There were articles in the press recently about the rather large order made in the case of Camilla and Gerard Versteegh. The husband is described as “a property tycoon” as well as in the initial proceedings heard before Sir Peter Singer.
Camilla, was awarded £51 million plus company shares. It is thought that the total package amounted to £90 million, whilst she had been seeking a package worth £116 million, which included a substantial amount in cash. Camilla’s lawyers argued on appeal that the initial award was too low. The net effect of the award meant that the husband had been left with 57.5% of the matrimonial assets.
Camilla’s appeal was dismissed with the judges saying that she should not be entitled to more as she had signed a pre-nuptial agreement, which she fully appreciated the implications of. Apparently she only required £22 million for her needs and therefore the initial award had given her far more than she was strictly entitled to under the terms of the pre-nuptial agreement.

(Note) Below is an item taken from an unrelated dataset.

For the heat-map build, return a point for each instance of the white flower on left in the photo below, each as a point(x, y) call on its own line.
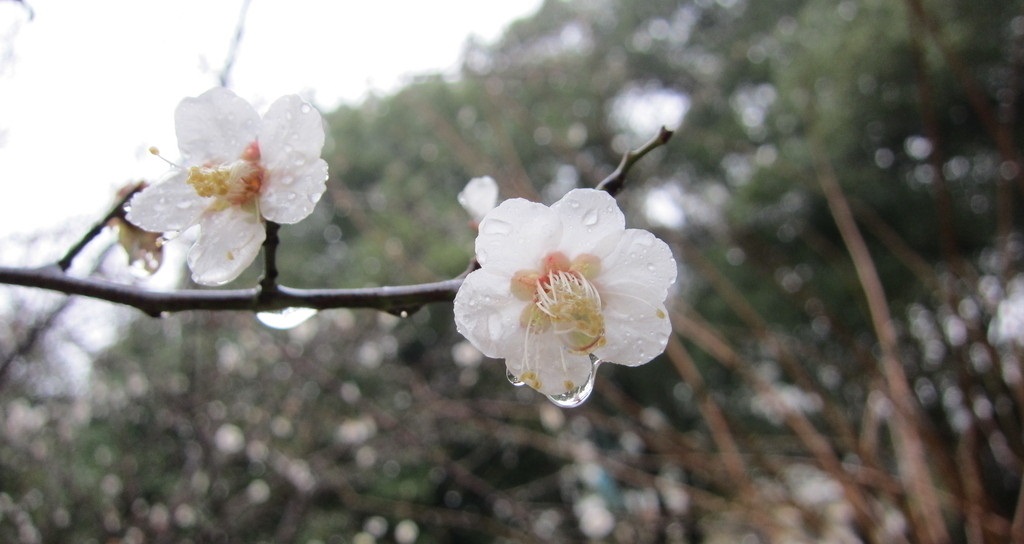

I’ve not yet read the relevant terms of the pre-nuptial agreement that was signed, but if it restricted Camilla to a claim for her reasonable needs, then surely this must be a generous award.
The case involved vast amounts of wealth including a West London property worth an estimated £62 million and the judges accepted that this couple had benefited from a “truly exceptional” standard of living before the marriage broke down in 2014.
According to the article in the Metro the couple had spent more than £4 million in legal costs.